つまり福沢の考え方が世に広まり、その思想に教育が支配されていけば、政治にも影響すると心配していたのだ。
だが、一官吏である毅には何も出来なかった。
それがこの大隈の密奏によって、方向を転換できる目が出た。
福沢と大隈には深い関わりがある。
それは互いの行き来を見ても、大隈の腹心たちが慶応義塾出身であることからも明らかである。
大隈が今回の密奏で薩長藩閥を出し抜こうとしていたと知れば、普段は仲の悪い薩摩と長州も手を結び、対抗するはずだ。
そうなれば大隈と共に福沢を排除することが出来る。
毅は帰宅すると、すぐに福沢諭吉の書を紐解いた。
そして、岩倉に大隈案の問題点を伝えると同時に福沢の『民情一新』を添えて送った。
福沢の思想と大隈の憲法意見書が非常に似ていると伝えるためである。
大隈と福沢の考えが似ていることは、福沢自身が大隈宛ての書簡に書いている。
福沢が直接書いたものではなくても、大隈の憲法意見書は福沢の思想が大きく影響しているであろうことを、その文面から毅は感じていた。
「書いたのは矢野あたりか。だとしたらますます福沢の影響が濃くなるな」
毅は福沢の記したものと大隈案の類似点を探しつつ、同時にどうしたら大隈たちと薩長側の対立点を明確にできるか考えた。
「まず大隈さんの案が急進的すぎるという点は使えるな。

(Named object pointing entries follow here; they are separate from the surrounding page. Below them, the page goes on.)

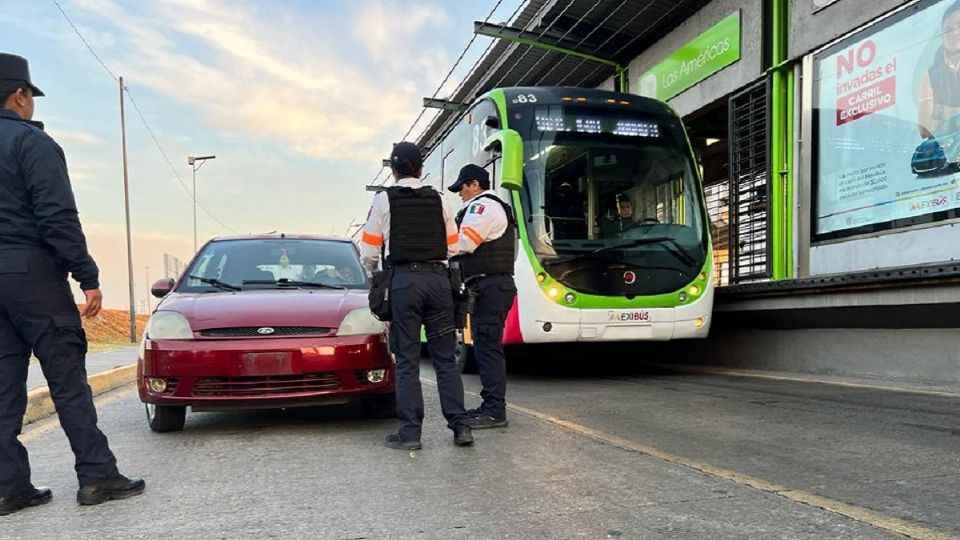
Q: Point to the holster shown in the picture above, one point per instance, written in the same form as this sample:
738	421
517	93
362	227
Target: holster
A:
379	296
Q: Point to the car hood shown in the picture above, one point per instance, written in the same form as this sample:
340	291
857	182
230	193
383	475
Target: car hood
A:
298	307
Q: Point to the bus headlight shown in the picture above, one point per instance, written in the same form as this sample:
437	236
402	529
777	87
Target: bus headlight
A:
169	325
360	321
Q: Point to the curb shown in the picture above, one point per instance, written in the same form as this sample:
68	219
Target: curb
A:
40	405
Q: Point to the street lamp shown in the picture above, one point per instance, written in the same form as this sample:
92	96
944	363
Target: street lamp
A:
196	162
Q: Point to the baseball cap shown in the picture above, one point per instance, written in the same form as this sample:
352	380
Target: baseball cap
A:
15	68
471	172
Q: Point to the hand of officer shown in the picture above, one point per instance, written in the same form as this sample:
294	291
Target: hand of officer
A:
94	300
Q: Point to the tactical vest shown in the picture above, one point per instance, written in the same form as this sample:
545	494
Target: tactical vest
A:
496	256
417	230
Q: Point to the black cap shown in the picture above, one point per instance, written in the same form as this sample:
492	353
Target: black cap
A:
14	68
471	172
406	158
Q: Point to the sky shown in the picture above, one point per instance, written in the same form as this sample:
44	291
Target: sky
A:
299	100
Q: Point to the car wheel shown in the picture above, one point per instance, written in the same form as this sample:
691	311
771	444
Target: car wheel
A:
384	406
164	418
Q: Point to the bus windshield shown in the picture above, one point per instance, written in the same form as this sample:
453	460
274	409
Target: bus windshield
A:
611	188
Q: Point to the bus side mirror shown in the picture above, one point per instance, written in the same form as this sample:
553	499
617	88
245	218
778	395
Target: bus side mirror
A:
510	144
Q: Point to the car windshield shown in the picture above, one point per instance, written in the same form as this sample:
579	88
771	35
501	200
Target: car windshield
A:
274	263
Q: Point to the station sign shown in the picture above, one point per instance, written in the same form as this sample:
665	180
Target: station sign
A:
703	56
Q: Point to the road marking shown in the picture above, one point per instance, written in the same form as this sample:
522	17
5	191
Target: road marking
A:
50	423
749	373
856	513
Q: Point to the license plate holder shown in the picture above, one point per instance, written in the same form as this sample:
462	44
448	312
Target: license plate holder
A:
266	363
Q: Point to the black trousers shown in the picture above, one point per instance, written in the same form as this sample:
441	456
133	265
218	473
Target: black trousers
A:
38	315
422	296
495	295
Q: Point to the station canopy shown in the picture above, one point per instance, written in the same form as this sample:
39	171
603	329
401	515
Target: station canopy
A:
610	32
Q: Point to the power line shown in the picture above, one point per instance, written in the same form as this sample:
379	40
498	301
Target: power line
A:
423	110
141	116
582	41
621	49
83	39
170	164
450	122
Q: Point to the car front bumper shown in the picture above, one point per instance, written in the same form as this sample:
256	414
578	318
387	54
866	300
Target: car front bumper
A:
263	372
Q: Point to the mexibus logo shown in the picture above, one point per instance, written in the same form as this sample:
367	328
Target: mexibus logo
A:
628	316
930	203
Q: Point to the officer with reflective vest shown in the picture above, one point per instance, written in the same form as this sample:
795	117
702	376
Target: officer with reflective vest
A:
488	249
41	242
417	235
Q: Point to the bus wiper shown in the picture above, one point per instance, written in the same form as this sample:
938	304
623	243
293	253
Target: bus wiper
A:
284	282
216	283
672	246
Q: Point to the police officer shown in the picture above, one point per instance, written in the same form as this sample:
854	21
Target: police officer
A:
40	243
488	243
416	232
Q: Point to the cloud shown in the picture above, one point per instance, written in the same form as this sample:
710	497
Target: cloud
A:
297	87
382	27
80	138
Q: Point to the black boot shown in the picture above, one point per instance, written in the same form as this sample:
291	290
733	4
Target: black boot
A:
29	497
118	487
463	435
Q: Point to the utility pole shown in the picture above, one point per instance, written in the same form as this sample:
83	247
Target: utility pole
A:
126	208
147	268
192	161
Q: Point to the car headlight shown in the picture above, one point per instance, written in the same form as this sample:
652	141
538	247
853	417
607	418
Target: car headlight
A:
360	321
169	325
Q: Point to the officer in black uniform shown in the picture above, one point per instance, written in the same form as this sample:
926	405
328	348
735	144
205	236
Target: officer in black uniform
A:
40	243
488	250
417	234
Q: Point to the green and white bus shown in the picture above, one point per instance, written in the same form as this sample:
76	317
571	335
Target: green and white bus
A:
614	238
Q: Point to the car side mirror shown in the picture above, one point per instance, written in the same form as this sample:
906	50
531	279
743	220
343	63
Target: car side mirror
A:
510	144
162	287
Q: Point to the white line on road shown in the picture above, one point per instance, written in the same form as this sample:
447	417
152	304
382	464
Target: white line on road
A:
856	513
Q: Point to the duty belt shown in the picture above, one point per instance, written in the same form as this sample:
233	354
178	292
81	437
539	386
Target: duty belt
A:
478	277
430	266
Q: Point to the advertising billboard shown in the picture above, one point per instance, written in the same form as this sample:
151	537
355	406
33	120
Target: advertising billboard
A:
887	124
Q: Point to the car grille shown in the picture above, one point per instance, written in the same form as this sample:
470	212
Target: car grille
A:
254	331
265	386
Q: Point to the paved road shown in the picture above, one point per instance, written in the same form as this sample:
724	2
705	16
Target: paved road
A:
730	459
96	362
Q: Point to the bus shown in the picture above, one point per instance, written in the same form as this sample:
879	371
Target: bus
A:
613	232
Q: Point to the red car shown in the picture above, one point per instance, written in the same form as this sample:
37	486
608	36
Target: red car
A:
264	322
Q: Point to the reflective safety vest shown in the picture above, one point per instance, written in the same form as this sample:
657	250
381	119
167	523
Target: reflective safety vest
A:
417	230
493	257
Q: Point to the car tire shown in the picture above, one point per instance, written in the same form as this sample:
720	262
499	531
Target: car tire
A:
384	406
165	418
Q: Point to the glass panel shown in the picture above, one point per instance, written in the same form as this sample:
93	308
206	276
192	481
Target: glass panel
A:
314	261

後は英国流に倣っている点が我が国の実情に合わないという点か。交詢社憲法が統治は天皇ではなく議会が行うとしている所も重要だな」
そして、一番使えるのは『密奏』だったという点である。
『大隈が参議筆頭でありながら、他の参議に相談せず、天皇ではなく議会が統治する英国流の政府を作るため、急進的な憲法公布・国会開設を望み、密奏で政変を目論み、福沢がそれを後ろから指導した』
この方向性での薩長藩閥の説得を、毅は試みることにした。